According to Ph.D. student Maurizio De Pittà of TAU's Schools of Physics and Astronomy and Electrical Engineering,
glia cells do much more than hold the brain together. A mechanism
within the glia cells also sorts information for learning purposes, De
Pittà says. "Glia cells are like the brain's supervisors. By regulating
the synapses, they control the transfer of information between neurons,
affecting how the brain processes information and learns."
De Pittà's research, led by his TAU supervisor Prof. Eshel Ben-Jacob, along with Vladislav Volman of The Salk Institute and the University
of California at San Diego and Hugues Berry of the Université de Lyon
in France, has developed the first computer model that incorporates the
influence of glia cells on synaptic information transfer. Detailed in
the journal PLoS Computational Biology, the model can also be implemented in technologies based on brain networks such as microchips and computer software, Prof. Ben-Jacob says, and aid in research on brain disorders such as Alzheimer's disease and epilepsy.
Regulating the brain's "social network"
The brain is constituted of two main types of cells:
neurons and glia. Neurons fire off signals that dictate how we think
and behave, using synapses to pass along the message from one neuron to
another, explains De Pittà. Scientists theorize that memory and
learning are dictated by synaptic activity because they are "plastic,"
with the ability to adapt to different stimuli.
But Ben-Jacob and colleagues suspected that glia
cells were even more central to how the brain works. Glia cells are
abundant in the brain's hippocampus and the cortex, the two parts of the
brain that have the most control over the brain's ability to process
information, learn and memorize.
In fact, for every neuron cell, there are two to five glia cells.
Taking into account previous experimental data, the researchers were
able to build a model that could resolve the puzzle.
The brain is like a social network, says Prof.
Ben-Jacob. Messages may originate with the neurons, which use the
synapses as their delivery system, but the glia serve as an overall
moderator, regulating which messages are sent on and when. These cells
can either prompt the transfer of information, or slow activity if the
synapses are becoming overactive. This makes the glia cells the
guardians of our learning and memory processes, he notes, orchestrating
the transmission of information for optimal brain function.

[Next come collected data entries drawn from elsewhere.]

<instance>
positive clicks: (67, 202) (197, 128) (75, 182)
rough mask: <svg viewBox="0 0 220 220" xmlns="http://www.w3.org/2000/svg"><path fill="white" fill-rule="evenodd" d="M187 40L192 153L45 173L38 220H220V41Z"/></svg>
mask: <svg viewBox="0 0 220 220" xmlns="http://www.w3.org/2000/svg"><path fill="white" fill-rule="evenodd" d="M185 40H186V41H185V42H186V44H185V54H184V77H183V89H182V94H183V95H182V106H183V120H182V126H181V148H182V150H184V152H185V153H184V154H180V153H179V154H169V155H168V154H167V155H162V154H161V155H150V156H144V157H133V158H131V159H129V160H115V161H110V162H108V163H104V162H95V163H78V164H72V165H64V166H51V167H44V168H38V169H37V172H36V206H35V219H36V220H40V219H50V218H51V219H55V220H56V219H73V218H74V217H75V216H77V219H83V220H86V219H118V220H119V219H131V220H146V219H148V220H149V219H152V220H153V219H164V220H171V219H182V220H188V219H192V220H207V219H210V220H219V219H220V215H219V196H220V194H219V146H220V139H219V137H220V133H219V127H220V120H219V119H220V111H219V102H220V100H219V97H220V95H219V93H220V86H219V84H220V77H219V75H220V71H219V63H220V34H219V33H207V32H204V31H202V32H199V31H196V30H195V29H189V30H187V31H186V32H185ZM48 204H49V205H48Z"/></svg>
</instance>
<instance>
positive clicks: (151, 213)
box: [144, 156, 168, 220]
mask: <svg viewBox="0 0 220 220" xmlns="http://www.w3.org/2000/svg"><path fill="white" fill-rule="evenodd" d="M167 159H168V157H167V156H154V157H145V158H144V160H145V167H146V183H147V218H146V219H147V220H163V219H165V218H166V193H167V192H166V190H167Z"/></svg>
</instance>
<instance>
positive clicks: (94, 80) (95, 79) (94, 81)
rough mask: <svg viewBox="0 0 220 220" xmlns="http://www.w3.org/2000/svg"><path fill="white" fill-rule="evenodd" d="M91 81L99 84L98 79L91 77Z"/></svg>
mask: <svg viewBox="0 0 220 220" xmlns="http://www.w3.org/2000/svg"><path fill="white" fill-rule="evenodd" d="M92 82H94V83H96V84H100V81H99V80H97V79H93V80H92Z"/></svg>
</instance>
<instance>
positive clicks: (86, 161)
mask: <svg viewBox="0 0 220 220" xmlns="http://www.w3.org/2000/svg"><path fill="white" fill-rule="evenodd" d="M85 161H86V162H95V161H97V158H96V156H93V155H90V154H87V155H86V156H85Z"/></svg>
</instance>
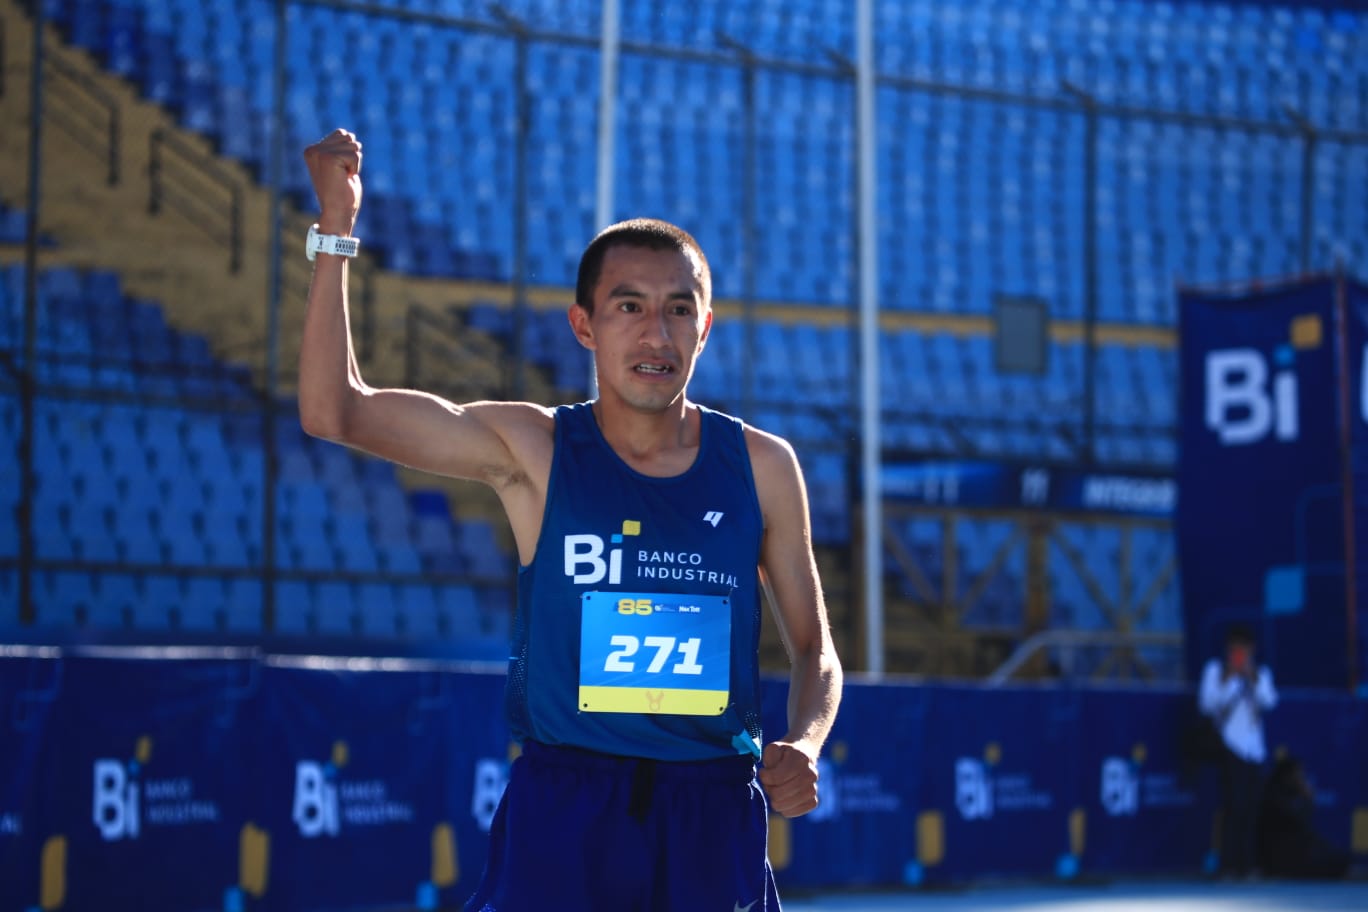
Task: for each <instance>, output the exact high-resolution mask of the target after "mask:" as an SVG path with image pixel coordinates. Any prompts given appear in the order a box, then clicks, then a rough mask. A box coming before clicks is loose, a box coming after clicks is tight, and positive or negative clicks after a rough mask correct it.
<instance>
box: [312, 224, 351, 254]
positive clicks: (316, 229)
mask: <svg viewBox="0 0 1368 912" xmlns="http://www.w3.org/2000/svg"><path fill="white" fill-rule="evenodd" d="M360 252H361V239H360V238H343V237H342V235H338V234H319V226H317V223H315V224H311V226H309V237H308V239H306V241H305V242H304V256H306V257H309V263H313V258H315V257H316V256H319V254H320V253H331V254H334V256H339V257H354V256H356V254H357V253H360Z"/></svg>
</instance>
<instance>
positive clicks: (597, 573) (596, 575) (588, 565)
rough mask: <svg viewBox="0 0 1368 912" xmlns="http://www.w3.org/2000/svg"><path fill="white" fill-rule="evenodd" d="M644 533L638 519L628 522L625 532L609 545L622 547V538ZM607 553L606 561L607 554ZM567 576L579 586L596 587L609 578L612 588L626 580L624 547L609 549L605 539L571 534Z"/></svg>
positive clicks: (569, 537)
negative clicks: (605, 541) (585, 585)
mask: <svg viewBox="0 0 1368 912" xmlns="http://www.w3.org/2000/svg"><path fill="white" fill-rule="evenodd" d="M640 533H642V524H640V522H639V521H636V520H624V521H622V531H621V532H616V533H613V536H611V539H609V543H611V544H616V546H621V544H622V536H632V535H640ZM605 550H607V558H606V559H605V555H603V551H605ZM565 576H568V577H570V578H572V581H573V582H575V584H576V585H592V584H594V582H599V581H602V580H603V577H607V582H609V585H617V584H620V582H621V581H622V548H621V547H616V548H607V547H606V543H605V541H603V537H602V536H598V535H568V536H565Z"/></svg>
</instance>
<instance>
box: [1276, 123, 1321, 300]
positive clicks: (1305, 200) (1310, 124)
mask: <svg viewBox="0 0 1368 912" xmlns="http://www.w3.org/2000/svg"><path fill="white" fill-rule="evenodd" d="M1283 111H1285V112H1286V113H1287V116H1289V118H1290V119H1291V122H1293V123H1294V124H1297V129H1298V130H1301V137H1302V146H1301V226H1300V227H1298V228H1300V231H1301V238H1300V241H1301V252H1300V257H1298V258H1300V260H1301V271H1302V273H1304V275H1305V273H1308V272H1311V247H1312V241H1313V238H1312V231H1313V227H1312V226H1315V219H1316V145H1317V142H1319V139H1320V137H1319V135H1317V133H1316V127H1315V126H1312V123H1311V120H1308V119H1306V118H1304V116H1301V112H1298V111H1295V109H1294V108H1291V107H1290V105H1283Z"/></svg>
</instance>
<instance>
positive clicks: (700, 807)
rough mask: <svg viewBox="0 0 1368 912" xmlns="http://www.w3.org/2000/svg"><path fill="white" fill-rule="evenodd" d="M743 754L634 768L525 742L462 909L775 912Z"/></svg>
mask: <svg viewBox="0 0 1368 912" xmlns="http://www.w3.org/2000/svg"><path fill="white" fill-rule="evenodd" d="M767 826H769V808H767V804H766V801H765V794H763V792H762V790H761V786H759V782H757V781H755V766H754V762H752V760H751V757H750V756H736V757H724V759H720V760H703V762H691V763H668V762H657V760H637V759H632V757H617V756H607V755H602V753H591V752H587V751H577V749H573V748H557V747H547V745H543V744H538V742H534V741H528V742H527V744H525V745H524V748H523V755H521V756H520V757H518V759H517V760H514V762H513V768H512V771H510V774H509V785H508V789H506V790H505V792H503V799H502V800H501V801H499V807H498V811H497V812H495V815H494V822H492V824H491V827H490V860H488V866H487V867H486V870H484V878H483V881H482V883H480V887H479V890H476V893H475V896H473V897H472V898H471V901H469V902H466V905H465V912H776V911H777V909H778V908H780V905H778V893H777V891H776V889H774V875H773V872H772V871H770V866H769V859H767V857H766V837H767Z"/></svg>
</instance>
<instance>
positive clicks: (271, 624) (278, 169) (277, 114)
mask: <svg viewBox="0 0 1368 912" xmlns="http://www.w3.org/2000/svg"><path fill="white" fill-rule="evenodd" d="M287 5H289V0H276V3H275V62H274V64H275V83H274V89H275V93H274V97H272V105H274V111H272V113H274V116H275V123H274V129H272V130H271V205H269V216H268V217H269V220H271V224H269V237H271V243H269V247H268V250H267V280H265V282H267V295H265V299H267V305H265V306H267V343H265V402H264V405H263V412H261V423H263V428H261V440H263V443H264V454H263V457H264V458H263V459H261V470H263V477H261V629H263V630H265V632H269V630H274V629H275V614H276V613H275V608H276V606H275V514H276V503H275V498H276V484H275V481H276V473H278V470H279V465H278V453H276V450H278V443H276V432H275V431H276V428H275V418H276V391H278V387H279V383H280V379H279V372H280V280H282V276H280V239H282V238H280V228H282V226H280V209H282V204H283V198H282V193H280V183H282V180H283V179H285V118H283V112H285V60H286V52H287V42H289V38H290V36H289V25H287V18H286V15H285V14H286V7H287Z"/></svg>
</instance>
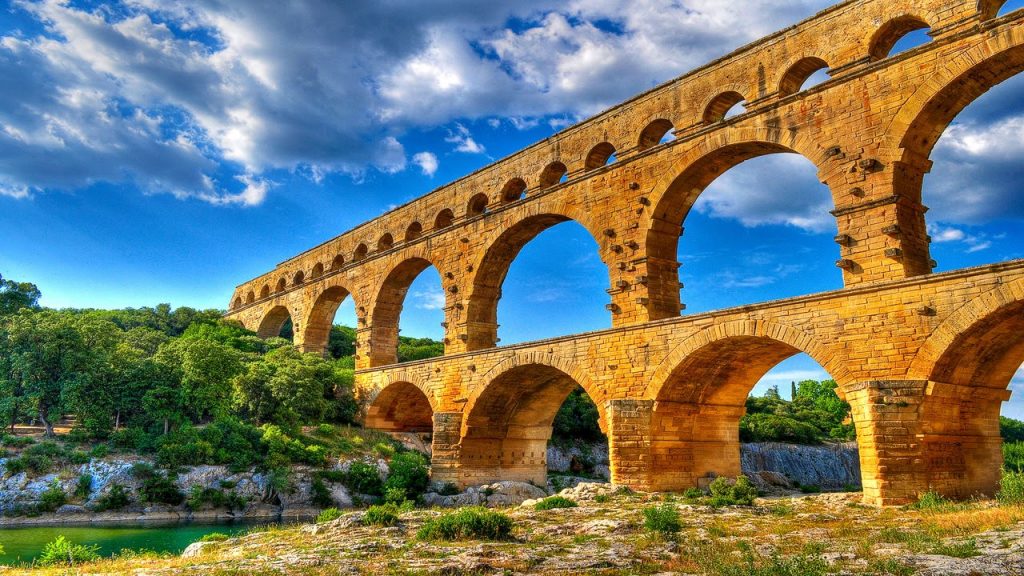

New brain-inspired technologies and therapies
The team's findings could have important implications
for a number of brain disorders. Almost all neurodegenerative diseases
are glia-related pathologies, Prof. Ben-Jacob notes. In epileptic
seizures, for example, the neurons' activity at one brain location
propagates and overtakes the normal activity at other locations. This
can happen when the glia cells fail to properly regulate synaptic
transmission. Alternatively, when brain activity is low, glia cells
boost transmissions of information, keeping the connections between
neurons "alive."
The model provides a "new view" of how the brain
functions. While the study was in press, two experimental works appeared
that supported the model's predictions.
"A growing number of scientists are starting to recognize the fact
that you need the glia to perform tasks that neurons alone can't
accomplish in an efficient way," says De Pittà. The model will provide a
new tool to begin revising the theories of computational neuroscience
and lead to more realistic brain-inspired algorithms and microchips,
which are designed to mimic neuronal networks.